Il y a trois ans, James Kurai, 40 ans, a démissionné du poste d’employé de bureau qu’il occupait à Harare, la capitale, car l’inflation amputait ses revenus et parce qu’il fallait gagner plus pour subvenir aux besoins de sa famille.

Au début, le pari était gagné. « Quand j’ai démissionné, je me suis mis à faire de la vente au noir ; je vendais de l’huile à moteur usée sur l’autoroute. Dans les premiers temps, je gagnais assez d’argent pour assurer une vie décente à ma famille, mais les affaires ont commencé à péricliter », a raconté M. Kurai à IRIN.

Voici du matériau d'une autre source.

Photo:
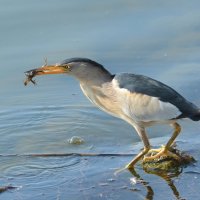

« Je luttais pour envoyer mes enfants à l’école, c’était difficile de trouver de la nourriture et je me querellais constamment avec ma femme, qui à un moment, est partie. C’est à ce moment que j’ai commencé à avoir de terribles et fréquents maux de tête, à souffrir d’une fatigue constante et de problèmes cardiaques, probablement parce que je stressais trop ». M. Kurai a consulté plusieurs médecins mais ses maux de tête récidivaient et il a commencé à souffrir de pertes de mémoire ; c’est alors qu’on lui a annoncé qu’il souffrait d’un trouble mental.

« Même si on ne peut pas vraiment dire que je suis fou, je sais pertinemment que je ne suis pas en pleine forme mentalement. J’imagine qu’il y a beaucoup de gens atteints de troubles mentaux qui n’en sont pas conscient ».
Aujourd’hui, M. Kurai suit une thérapie. « Même si on ne peut pas vraiment dire que je suis fou, je sais pertinemment que je ne suis pas en pleine forme mentalement. J’imagine qu’il y a beaucoup de gens atteints de troubles mentaux qui n’en sont pas conscients, principalement parce qu’ils ne cherchent pas à se faire aider », a-t-il admis.

La descente rapide du Zimbabwe vers la récession, qui a engendré un taux d’inflation officiel supérieur à 7 600 pour cent – le plus élevé au monde – et un taux de chômage de 80 pour cent, a également provoqué une forte recrudescence des troubles de la santé mentale.

Une personne sur trois souffre de problèmes de santé mentale

Le docteur Dickson Chibanda, psychiatre qui travaillait auparavant au ministère zimbabwéen de la Santé, a récemment expliqué aux participants d’un atelier que 40 pour cent des quelque 12 millions d’habitants du Zimbabwe, soit plus d’un tiers de la population, souffraient de troubles mentaux et qu’il était préoccupé du peu de programmes nationaux d’évaluation de la santé mentale mis en place par le gouvernement.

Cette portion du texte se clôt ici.